The overall decrease in funding, combined with declining enrollment numbers and two years of deficits and the need for CRPS to put forward a balanced budget, has resulted in the spending cuts.

CRPS budgeted for a deficit in the current school year of $450,000 after Education Minister Dave Hancock told boards to spend reserves instead of cutting teacher positions.

Bater said the board followed that direction under the impression it had reserves, but the audited financials in fall revealed an unexpected deficit of $591,000 from the 2009/10 school year.

Callaghan said without reserves, Alberta Education can reject deficit budgets from boards and at the extreme end, can usurp local authority and cut the budget itself.

To the district’s benefit, he added, the department has agreed to allow CRPS five years to pay back the two-year $1 million accrued deficit beginning in the 2012/13 school year.

On top of all those factors is the wealth of experience Bow Valley teachers possess – a double-edged sword.

Bater said the system is flawed and CRPS pays for it. Boards, he explained, are funded for teachers based on a provincial average.

But due to a salary grid within binding contracts with the ATA, teachers with more experience get paid more.

For the past decade, the Bow Valley has ranked in the top three of districts in terms of teacher’s years of experience, meaning CRPS gets less funding than it costs to pay teachers.

“It is one of our major barriers,” Bater said, adding experienced teachers are wanted, but there should be a recognition of the cost by the province. “Typically, those boards without surpluses have those higher grid costs.”

One area untouched by the school board is in funding for students with special needs.

“We have maintained all supports for special needs students given the nature of their learning needs,” Bater said. “We felt we could not cut the area that is most vulnerable.”

While spending remains for those students, the funding for children with severe disabilities has been frozen by the province for two years while it undergoes a review of special education in the province.

Bater said what is most concerning about that freeze is not just the amount received per student, but that the number of students funded is frozen while the number of children in the school system continues to rise.

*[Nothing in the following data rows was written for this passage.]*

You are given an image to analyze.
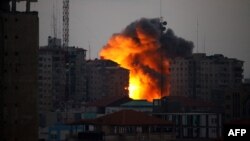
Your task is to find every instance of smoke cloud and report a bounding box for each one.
[100,18,193,101]
[122,18,193,58]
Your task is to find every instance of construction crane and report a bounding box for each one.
[63,0,69,47]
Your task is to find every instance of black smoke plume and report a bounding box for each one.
[123,18,193,58]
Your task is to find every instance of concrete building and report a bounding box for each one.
[152,96,222,139]
[38,37,87,112]
[106,100,153,114]
[38,37,66,112]
[84,95,131,118]
[0,1,38,141]
[86,59,129,101]
[153,96,217,113]
[153,112,222,139]
[170,53,243,101]
[69,110,175,141]
[224,84,250,122]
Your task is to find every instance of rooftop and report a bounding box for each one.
[86,95,131,107]
[71,110,173,126]
[121,100,152,107]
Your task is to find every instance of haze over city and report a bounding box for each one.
[17,0,250,78]
[2,0,250,141]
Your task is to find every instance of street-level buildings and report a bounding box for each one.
[153,112,222,139]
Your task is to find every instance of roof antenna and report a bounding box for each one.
[88,41,91,60]
[196,16,199,53]
[203,33,206,53]
[52,0,57,38]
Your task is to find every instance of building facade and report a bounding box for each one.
[153,113,222,139]
[38,37,87,112]
[0,1,38,141]
[224,84,250,121]
[86,59,129,101]
[70,110,175,141]
[170,53,243,101]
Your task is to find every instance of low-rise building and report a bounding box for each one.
[153,96,216,113]
[153,112,222,139]
[106,100,153,114]
[84,95,131,118]
[69,110,175,141]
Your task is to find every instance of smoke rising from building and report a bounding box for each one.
[100,18,193,101]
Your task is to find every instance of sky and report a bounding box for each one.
[18,0,250,78]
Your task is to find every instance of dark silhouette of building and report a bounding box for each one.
[86,59,129,101]
[38,37,87,112]
[224,83,250,121]
[0,1,38,141]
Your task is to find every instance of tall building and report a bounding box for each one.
[38,37,87,112]
[169,53,243,101]
[86,59,129,101]
[38,37,66,112]
[66,47,87,103]
[0,1,38,141]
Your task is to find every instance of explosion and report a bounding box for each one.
[100,18,193,101]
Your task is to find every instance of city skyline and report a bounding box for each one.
[17,0,250,78]
[2,1,249,141]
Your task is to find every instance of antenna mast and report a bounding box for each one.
[196,17,199,53]
[63,0,69,47]
[88,41,91,60]
[52,0,57,38]
[203,34,206,53]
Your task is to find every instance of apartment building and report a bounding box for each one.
[170,53,243,101]
[86,59,129,101]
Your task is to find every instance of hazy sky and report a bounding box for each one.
[18,0,250,78]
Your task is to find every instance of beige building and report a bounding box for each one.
[0,1,38,141]
[170,53,243,101]
[86,59,129,101]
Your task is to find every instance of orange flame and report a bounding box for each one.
[100,22,170,101]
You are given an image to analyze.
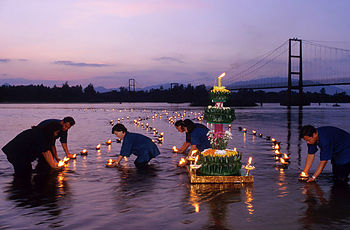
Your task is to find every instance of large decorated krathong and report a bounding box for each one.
[189,72,253,183]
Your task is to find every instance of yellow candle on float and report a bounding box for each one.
[218,72,226,87]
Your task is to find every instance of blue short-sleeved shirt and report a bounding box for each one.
[307,126,350,165]
[38,119,67,143]
[185,123,207,143]
[190,125,211,152]
[120,132,160,163]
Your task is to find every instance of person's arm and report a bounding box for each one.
[42,150,61,169]
[307,160,327,182]
[178,142,191,154]
[112,155,123,167]
[51,145,60,162]
[61,143,74,158]
[301,154,315,177]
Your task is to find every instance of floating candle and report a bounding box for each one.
[172,146,179,152]
[106,140,112,145]
[80,149,88,155]
[178,157,187,167]
[96,144,101,150]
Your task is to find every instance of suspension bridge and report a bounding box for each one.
[222,38,350,105]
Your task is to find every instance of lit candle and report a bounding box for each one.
[178,157,187,167]
[58,160,65,167]
[217,72,226,87]
[172,146,179,152]
[80,149,88,155]
[280,158,289,167]
[72,154,77,159]
[106,140,112,145]
[96,144,101,150]
[299,171,309,181]
[106,158,116,168]
[252,130,257,135]
[282,153,290,160]
[243,128,247,133]
[243,157,255,176]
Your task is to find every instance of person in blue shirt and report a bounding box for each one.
[2,121,64,178]
[173,120,209,154]
[110,124,160,168]
[300,125,350,183]
[37,117,75,161]
[183,119,211,154]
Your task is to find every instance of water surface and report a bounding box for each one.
[1,103,350,230]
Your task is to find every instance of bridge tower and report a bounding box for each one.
[286,38,307,105]
[129,78,135,92]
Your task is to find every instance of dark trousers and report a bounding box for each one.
[333,162,350,183]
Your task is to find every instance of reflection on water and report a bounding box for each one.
[4,171,70,228]
[300,182,350,229]
[188,183,252,230]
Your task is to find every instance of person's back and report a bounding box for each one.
[316,126,350,164]
[190,125,211,151]
[121,132,160,163]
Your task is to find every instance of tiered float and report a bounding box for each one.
[188,73,254,184]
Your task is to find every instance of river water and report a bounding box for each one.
[0,103,350,230]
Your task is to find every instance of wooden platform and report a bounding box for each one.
[187,167,254,184]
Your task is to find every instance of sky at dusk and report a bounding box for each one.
[1,0,349,89]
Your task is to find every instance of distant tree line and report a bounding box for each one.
[0,82,349,105]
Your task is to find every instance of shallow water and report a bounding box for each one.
[1,103,350,230]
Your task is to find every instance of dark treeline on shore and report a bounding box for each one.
[1,82,350,106]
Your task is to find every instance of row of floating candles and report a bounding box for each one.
[238,126,291,168]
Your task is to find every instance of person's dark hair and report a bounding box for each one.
[183,119,195,133]
[175,120,184,128]
[300,125,317,139]
[63,116,75,126]
[33,121,62,142]
[112,124,127,134]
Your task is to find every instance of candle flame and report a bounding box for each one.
[248,156,252,165]
[301,172,307,177]
[283,153,290,159]
[58,160,65,167]
[96,144,101,149]
[178,157,186,167]
[280,158,287,164]
[274,144,280,150]
[194,155,199,164]
[107,159,113,164]
[63,157,70,162]
[72,154,77,158]
[172,146,178,152]
[218,72,226,79]
[190,150,198,157]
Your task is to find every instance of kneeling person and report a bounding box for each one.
[111,124,160,168]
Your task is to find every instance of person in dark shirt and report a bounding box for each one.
[38,117,75,161]
[300,125,350,183]
[183,119,211,154]
[110,124,160,168]
[2,121,64,177]
[173,120,209,154]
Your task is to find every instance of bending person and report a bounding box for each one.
[174,120,209,154]
[111,124,160,168]
[183,119,211,154]
[2,121,64,177]
[300,125,350,183]
[37,116,75,161]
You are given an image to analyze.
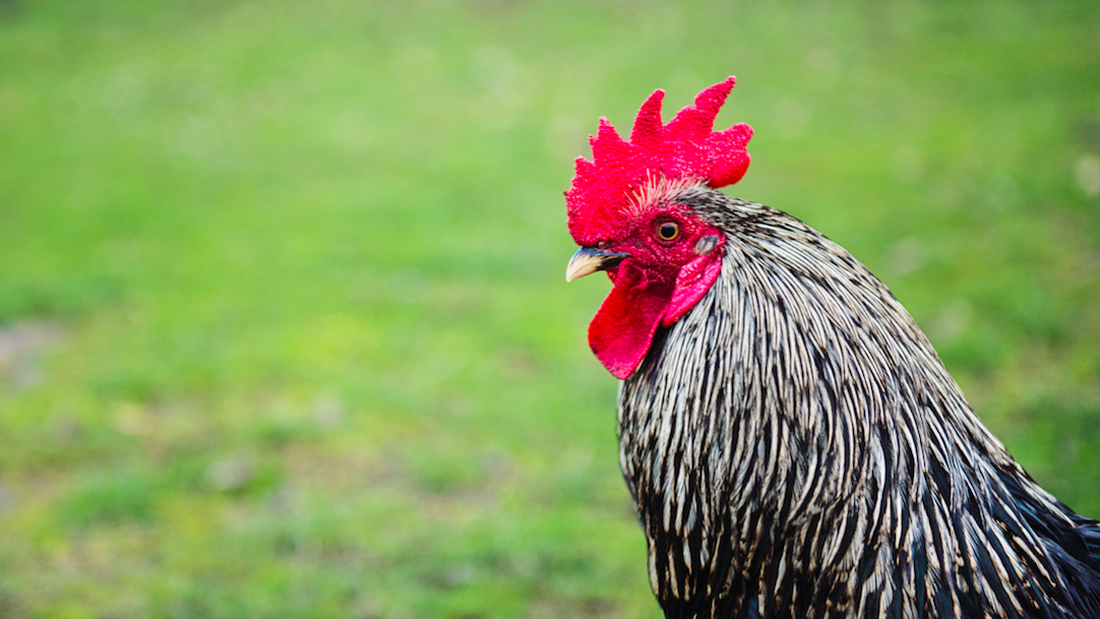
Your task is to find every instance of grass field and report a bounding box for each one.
[1,0,1098,616]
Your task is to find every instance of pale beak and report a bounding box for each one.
[566,246,631,282]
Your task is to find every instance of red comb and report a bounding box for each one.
[567,77,753,244]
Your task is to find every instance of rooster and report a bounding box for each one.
[564,77,1100,618]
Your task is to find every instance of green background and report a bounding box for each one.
[1,0,1098,616]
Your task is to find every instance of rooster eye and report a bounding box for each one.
[656,221,681,242]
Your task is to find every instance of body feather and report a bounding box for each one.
[617,187,1100,618]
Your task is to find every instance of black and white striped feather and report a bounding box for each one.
[617,185,1100,619]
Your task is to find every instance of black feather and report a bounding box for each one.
[616,186,1100,618]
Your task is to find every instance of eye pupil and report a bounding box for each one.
[657,222,680,241]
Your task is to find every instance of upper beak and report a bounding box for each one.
[566,246,631,282]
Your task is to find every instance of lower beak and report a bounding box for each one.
[566,246,631,282]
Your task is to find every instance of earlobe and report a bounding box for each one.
[694,235,720,255]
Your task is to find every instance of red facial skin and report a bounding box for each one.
[587,204,724,380]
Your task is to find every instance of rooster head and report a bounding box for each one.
[565,77,753,379]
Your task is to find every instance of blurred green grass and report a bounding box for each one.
[0,0,1098,616]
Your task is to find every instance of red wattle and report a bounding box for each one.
[663,251,723,327]
[588,247,724,380]
[588,265,673,380]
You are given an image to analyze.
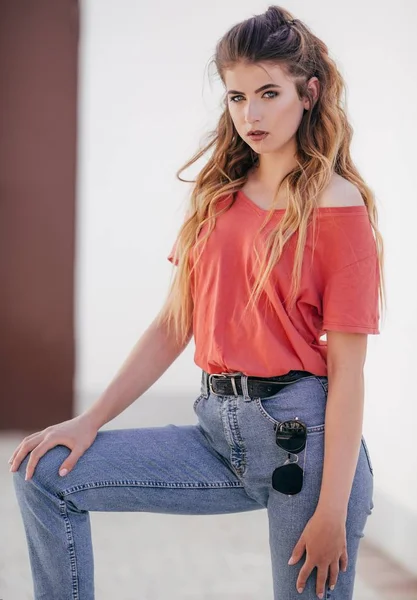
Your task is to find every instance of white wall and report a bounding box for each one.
[75,0,417,575]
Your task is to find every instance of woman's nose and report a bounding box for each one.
[245,108,262,124]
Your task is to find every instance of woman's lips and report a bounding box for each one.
[248,132,269,141]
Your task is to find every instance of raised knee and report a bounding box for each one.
[12,445,71,487]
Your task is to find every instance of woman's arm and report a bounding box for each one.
[81,315,193,430]
[315,331,368,520]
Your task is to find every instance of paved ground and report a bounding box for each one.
[0,391,382,599]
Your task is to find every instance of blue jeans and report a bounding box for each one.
[13,372,374,599]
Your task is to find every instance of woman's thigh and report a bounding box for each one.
[219,375,374,599]
[265,429,373,599]
[14,422,263,516]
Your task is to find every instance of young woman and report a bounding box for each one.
[9,5,384,599]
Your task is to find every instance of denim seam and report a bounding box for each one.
[361,438,374,476]
[58,498,80,599]
[314,376,329,394]
[60,480,244,496]
[218,397,247,478]
[193,393,205,411]
[229,397,247,477]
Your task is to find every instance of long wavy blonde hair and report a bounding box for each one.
[156,5,386,347]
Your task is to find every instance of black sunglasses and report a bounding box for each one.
[272,418,307,495]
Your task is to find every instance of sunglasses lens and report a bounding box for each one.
[272,463,303,495]
[276,420,306,453]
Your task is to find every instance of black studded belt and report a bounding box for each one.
[202,369,319,398]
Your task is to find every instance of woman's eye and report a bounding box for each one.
[264,91,278,99]
[229,91,278,103]
[230,95,244,103]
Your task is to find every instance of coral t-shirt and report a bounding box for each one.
[168,190,380,377]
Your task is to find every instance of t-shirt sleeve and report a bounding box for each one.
[315,208,381,335]
[167,209,195,266]
[322,253,380,334]
[167,240,179,266]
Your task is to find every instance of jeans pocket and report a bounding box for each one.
[254,376,326,433]
[361,437,374,476]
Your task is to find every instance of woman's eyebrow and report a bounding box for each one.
[226,83,282,95]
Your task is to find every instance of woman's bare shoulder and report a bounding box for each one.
[317,173,365,208]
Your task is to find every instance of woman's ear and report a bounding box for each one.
[303,76,320,110]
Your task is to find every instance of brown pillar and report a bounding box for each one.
[0,0,79,432]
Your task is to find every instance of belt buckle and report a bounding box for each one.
[208,372,241,396]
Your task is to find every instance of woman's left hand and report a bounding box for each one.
[287,509,348,597]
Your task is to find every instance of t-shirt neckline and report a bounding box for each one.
[237,189,368,216]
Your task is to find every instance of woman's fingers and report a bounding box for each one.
[9,417,98,480]
[8,431,45,465]
[24,437,59,480]
[9,433,45,472]
[327,560,340,592]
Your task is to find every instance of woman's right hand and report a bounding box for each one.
[8,414,99,481]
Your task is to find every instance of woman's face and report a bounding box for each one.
[224,62,315,154]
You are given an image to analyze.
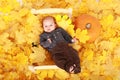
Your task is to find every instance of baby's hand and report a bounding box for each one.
[47,38,52,43]
[71,38,77,43]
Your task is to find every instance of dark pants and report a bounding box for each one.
[50,42,81,74]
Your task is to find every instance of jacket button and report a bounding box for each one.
[54,35,56,38]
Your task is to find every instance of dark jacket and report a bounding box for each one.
[40,27,73,51]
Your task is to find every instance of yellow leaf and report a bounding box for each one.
[66,18,72,24]
[99,41,117,51]
[100,14,114,29]
[24,24,32,32]
[47,70,55,78]
[0,18,7,31]
[67,25,75,37]
[81,71,90,77]
[62,15,69,20]
[3,15,13,22]
[54,15,73,30]
[69,74,80,80]
[13,53,28,66]
[37,70,48,80]
[26,13,39,27]
[75,28,89,43]
[4,72,19,80]
[55,69,69,80]
[54,15,62,22]
[101,0,112,2]
[1,5,12,13]
[19,8,29,17]
[15,31,26,44]
[98,50,107,64]
[77,1,89,14]
[83,49,94,60]
[29,47,46,63]
[105,76,113,80]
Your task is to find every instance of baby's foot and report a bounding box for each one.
[69,64,76,73]
[69,64,80,74]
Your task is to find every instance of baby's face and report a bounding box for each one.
[43,19,56,32]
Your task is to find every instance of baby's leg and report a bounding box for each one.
[67,47,81,74]
[53,46,81,74]
[52,53,80,74]
[50,42,81,74]
[52,53,67,70]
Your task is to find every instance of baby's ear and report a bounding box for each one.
[54,23,57,27]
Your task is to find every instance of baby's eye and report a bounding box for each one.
[44,26,47,27]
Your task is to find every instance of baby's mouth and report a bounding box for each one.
[47,29,51,32]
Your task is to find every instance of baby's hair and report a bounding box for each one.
[42,16,58,27]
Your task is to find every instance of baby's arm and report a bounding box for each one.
[60,28,75,43]
[40,34,51,48]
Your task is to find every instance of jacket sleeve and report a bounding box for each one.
[60,28,73,43]
[40,34,51,48]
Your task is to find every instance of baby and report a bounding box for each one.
[40,16,81,74]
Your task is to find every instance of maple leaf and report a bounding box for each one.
[75,28,89,43]
[29,46,46,64]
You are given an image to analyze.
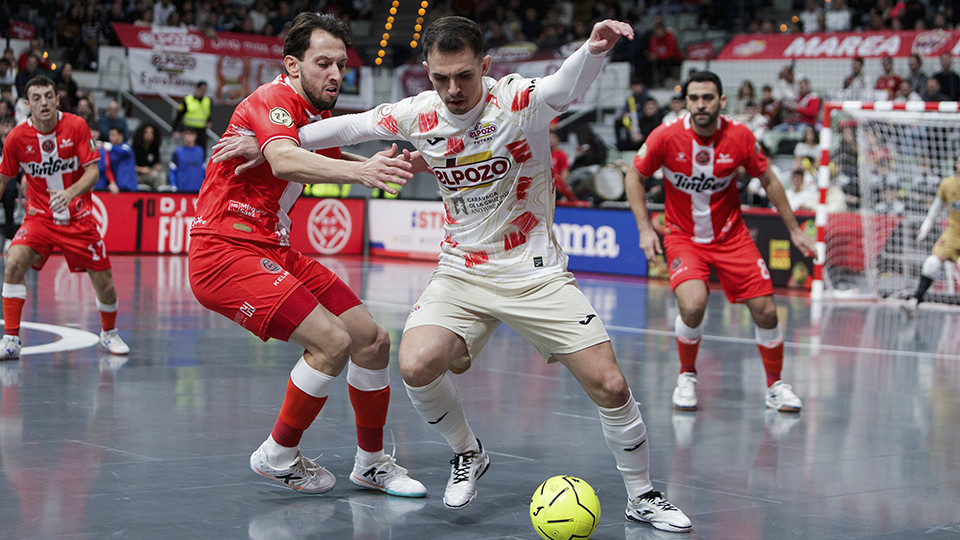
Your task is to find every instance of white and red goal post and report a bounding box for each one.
[814,101,960,301]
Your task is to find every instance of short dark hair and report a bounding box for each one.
[682,70,723,98]
[283,12,352,61]
[421,16,484,60]
[24,75,56,96]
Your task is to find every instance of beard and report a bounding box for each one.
[303,82,338,111]
[691,109,718,129]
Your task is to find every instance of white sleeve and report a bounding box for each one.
[537,43,608,111]
[918,197,945,240]
[298,109,382,151]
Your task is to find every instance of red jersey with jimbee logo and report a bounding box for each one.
[633,113,767,244]
[191,74,341,247]
[0,111,99,225]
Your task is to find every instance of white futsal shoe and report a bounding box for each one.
[765,380,802,412]
[250,444,336,494]
[672,372,698,411]
[625,490,692,532]
[1,335,21,360]
[443,438,490,509]
[350,454,427,497]
[100,329,130,355]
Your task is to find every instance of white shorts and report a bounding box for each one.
[403,268,610,369]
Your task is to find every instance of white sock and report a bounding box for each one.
[598,391,653,499]
[674,314,702,344]
[755,323,783,349]
[404,373,478,454]
[261,435,299,468]
[355,447,384,467]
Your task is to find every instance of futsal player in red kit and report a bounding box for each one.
[626,71,816,413]
[188,13,424,496]
[0,75,129,359]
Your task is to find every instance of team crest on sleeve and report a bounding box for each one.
[269,107,294,127]
[89,139,96,151]
[259,258,283,273]
[637,144,647,159]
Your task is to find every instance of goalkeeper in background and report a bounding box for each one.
[903,154,960,318]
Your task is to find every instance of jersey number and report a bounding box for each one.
[87,240,107,262]
[757,258,771,280]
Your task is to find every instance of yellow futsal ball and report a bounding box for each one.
[530,476,600,540]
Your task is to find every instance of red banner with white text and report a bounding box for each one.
[110,23,373,108]
[718,29,960,61]
[89,192,364,255]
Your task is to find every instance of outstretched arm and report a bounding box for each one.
[625,164,663,262]
[538,20,634,110]
[263,139,410,194]
[212,110,386,175]
[759,167,815,256]
[918,197,945,241]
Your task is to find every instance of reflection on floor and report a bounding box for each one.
[1,255,959,539]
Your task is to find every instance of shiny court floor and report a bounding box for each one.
[1,254,959,540]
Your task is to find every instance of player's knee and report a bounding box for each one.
[398,347,444,387]
[306,327,353,369]
[753,305,778,328]
[356,324,391,366]
[593,372,631,408]
[922,254,943,279]
[677,305,705,327]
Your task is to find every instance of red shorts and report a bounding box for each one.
[663,224,773,303]
[11,215,111,272]
[188,234,361,341]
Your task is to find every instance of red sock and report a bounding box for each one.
[3,297,24,336]
[759,343,784,387]
[676,337,700,374]
[100,310,117,332]
[348,385,389,452]
[271,378,328,448]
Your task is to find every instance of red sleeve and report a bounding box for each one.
[0,130,19,178]
[245,87,304,151]
[739,126,768,178]
[797,94,821,117]
[71,116,99,166]
[632,126,664,177]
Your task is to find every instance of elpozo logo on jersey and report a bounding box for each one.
[432,152,511,190]
[468,121,498,142]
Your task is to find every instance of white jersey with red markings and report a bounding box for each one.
[0,112,99,225]
[633,113,767,244]
[191,74,341,246]
[369,74,565,281]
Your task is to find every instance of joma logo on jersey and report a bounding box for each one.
[670,172,732,193]
[26,155,78,177]
[433,156,510,189]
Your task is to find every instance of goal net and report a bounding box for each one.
[813,101,960,303]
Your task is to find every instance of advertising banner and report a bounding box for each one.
[89,192,364,255]
[367,201,650,277]
[554,206,648,277]
[368,199,445,260]
[718,29,960,61]
[111,23,374,109]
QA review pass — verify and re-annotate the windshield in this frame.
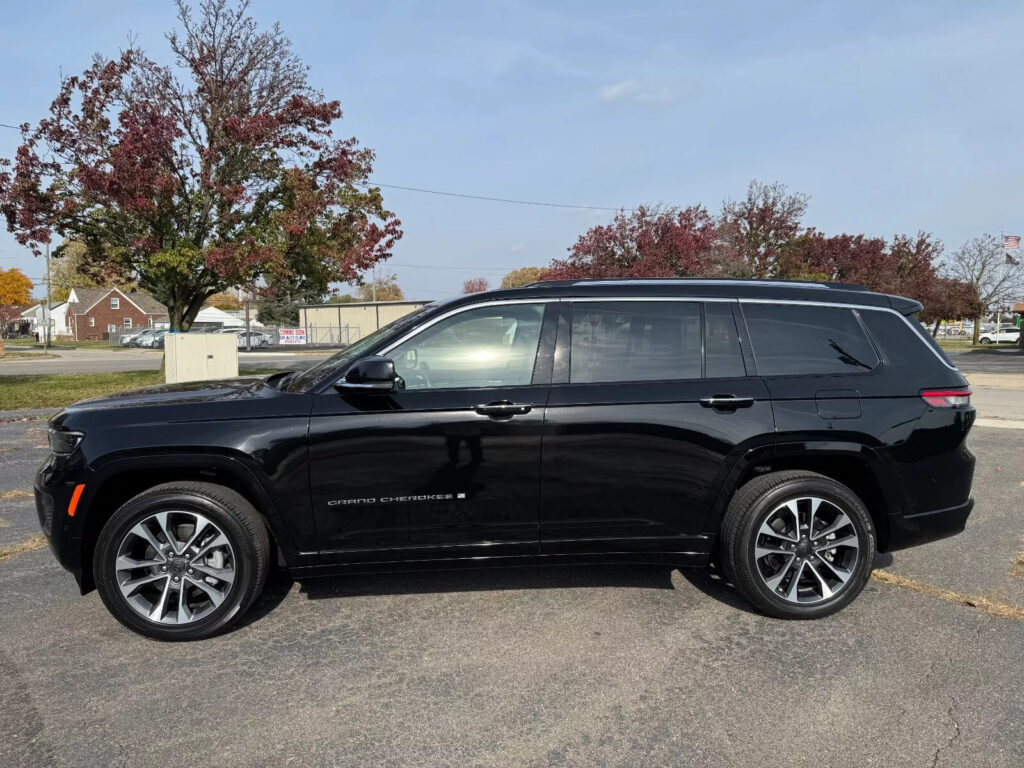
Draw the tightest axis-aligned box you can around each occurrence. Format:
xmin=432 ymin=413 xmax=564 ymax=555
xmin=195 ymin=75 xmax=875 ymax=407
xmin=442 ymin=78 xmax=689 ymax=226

“Most school districts would say special needs funding has been under-funded for many years,” he said. “It is a chronic problem and we now have a frozen chronic problem.”

Administration and the board also cut its own budget, with a five per cent reduction in travel and subsistence expenditures.

While the board is allowed to spend up to six per cent of total expenditures on administration, CRPS has kept its budget below 3.7 per cent.

The reductions do not affect the Exshaw School to the same extent as others in the valley as its funding is secured through an agreement with the federal government.